Individuell kann dies - wie ja schon Thomas geschrieben hat - auch anders aussehen. Grundsätzlich sieht es wohl so aus (zumindest laut den Podcasts von Prof. Drosten):
1. Phase: Das Virus tritt über den Rachenraum in den Körper ein und vermehrt sich dort fleißig. Das spezifische Immunsystem kennt das Virus nicht, da es gänzlich neu ist, d. h. des reagiert zuerst nur wenig darauf. zunächst kommt es also auf das unspezifische, angeborene Immunsystem an. Erst später - wenn das Virus im Körper "entschlüsselt" wurde, folgt eine spezifische Antwort mit Immunglobulinen G. Wie gut beides noch funktioniert, ist von CLL-Patient zu CLL-Patient völlig unterschiedlich. Wenn man Glück hat, sind angeborenes und erworbenes/spezifisches Immunsystem noch so gut, dass das Virus jetzt besiegt wird und es nicht zu Phase 2 kommt.
2. Phase (diese betrifft nur die schweren Verläufe, also ca. 20 % aller Infizierten und mit höherer Wahrscheinlichkeit ältere und Patienten mit Vorerkrankungen, also auch CLL): Das Virus wandert in die Lunge, weil das angeborene/unspezifische Immunsystem nicht mit dem Virus fertiggeworden ist und/oder das erworbene/spezifische Immunsystem nicht ausreichend/schnell genug reagieren konnte. Es entwickelt sich eine atypische Pneunomie. Bei einem Teil der Patienten überreagiert das Immunsystem nun und greift die eigenen Zellen an, um die Entzündung durch die Viren möglichst rasch zu beseitigen. Das kann wohl so auch bei Patienten ohne Vorerkrankungen passieren. Ich fürchte aber, das dürfte auch bei einigen CLL-Patienten so laufen, da es dort ja auch Autoimmunreaktionen gibt. Bei einem anderen Teil der Patienten kommt es vor, dass das Immunsystem zu schwach reagiert und sich das Virus ungehindert verbreiten kann. Außerdem besteht auch die Gefahr einer Superinfektion, d. h. dass noch eine bakterielle Infektion zusätzlich ergibt. Daher sollte man sich als Risikopatient gegen Pneumokokken impfen lassen. Mit Glück schafft es der Körper aber zumindest jetzt, eine angemessene Immunantwort zu liefern.

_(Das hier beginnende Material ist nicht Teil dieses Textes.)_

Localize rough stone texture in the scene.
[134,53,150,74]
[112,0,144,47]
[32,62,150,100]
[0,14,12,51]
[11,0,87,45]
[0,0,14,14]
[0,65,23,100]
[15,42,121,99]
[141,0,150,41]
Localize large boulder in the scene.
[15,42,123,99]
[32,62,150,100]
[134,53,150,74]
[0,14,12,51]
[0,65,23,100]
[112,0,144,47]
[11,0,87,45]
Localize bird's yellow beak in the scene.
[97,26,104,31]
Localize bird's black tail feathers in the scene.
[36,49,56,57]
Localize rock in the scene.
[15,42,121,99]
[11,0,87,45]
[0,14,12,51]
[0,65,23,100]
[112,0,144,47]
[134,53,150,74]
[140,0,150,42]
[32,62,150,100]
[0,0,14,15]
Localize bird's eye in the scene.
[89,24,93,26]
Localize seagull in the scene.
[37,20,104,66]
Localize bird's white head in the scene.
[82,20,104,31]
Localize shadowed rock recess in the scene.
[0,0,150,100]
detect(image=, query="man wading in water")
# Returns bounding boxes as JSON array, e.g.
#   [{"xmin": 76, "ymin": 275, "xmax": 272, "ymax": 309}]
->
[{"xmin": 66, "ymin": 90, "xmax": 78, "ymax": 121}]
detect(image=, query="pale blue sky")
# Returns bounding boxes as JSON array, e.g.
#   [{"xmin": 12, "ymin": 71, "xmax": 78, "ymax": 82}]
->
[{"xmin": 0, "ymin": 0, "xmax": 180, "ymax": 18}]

Aber aus Blutwerten genaue Vorhersagen zu treffen über den Verlauf dürfte kaum möglich sein. Hier geht es nur um Wahrscheinlichkeiten. Und die ist eben für einen schweren Verlauf bei der CLL wahrscheinlicher aufgrund der Annahme einer generellen Immunschwäche.
[b]Zu mir selbst:[/b]
Ich passe mit jetzt 43 Jahren nicht so ganz ins typische CLL-Schema. Seit 7 Jahren lebe ich eigentlich ganz gut mit meiner Krankheit, die Blutwerte verschlechtern sich nur extrem langsam. Erkältet bin ich nicht besonders oft, obwohl ich als Lehrer und mit Familie schon viel Kontakt mit Kindern und Jugendlichen habe. Allerdings sind die reinen Blutwerte in Bezug auf die Immunglobuline schon so, dass ich gemäß Blutbild eine leichte Immunschwäche habe. Augenblicklich fühle ich mich physisch gut, psychisch macht mir der Virus aber zu schaffen. Es geht da wohl vor allem um Kontrolle. CLL empfand ich damals als totalen Kontrollverlust. Ich konnte nichts dagegen tun und mich auf "Wait an watch" einlassen. Mit der Zeit trat Gewöhnung ein und jetzt lebe ich damit und eben auch mit einem Risiko, dass es schlimmer werden könnte. Nun verspüre ich wieder diesen Kontrollverlust und bin noch dazu auch noch auf die Rücksicht anderer angewiesen. Momentan klappt die Isolation dank Schulschließungen halbwegs ordentlich, Home-Office sei Dank. Allerdings kann und will ich mich nicht von meinen Kindern und meiner Frau für vielleicht mehrere Monate komplett isolieren. Hinzu kommt, dass ja evtl. nach Ostern die Schulen wieder öffnen - da klappt dann Isolation überhaupt nicht mehr.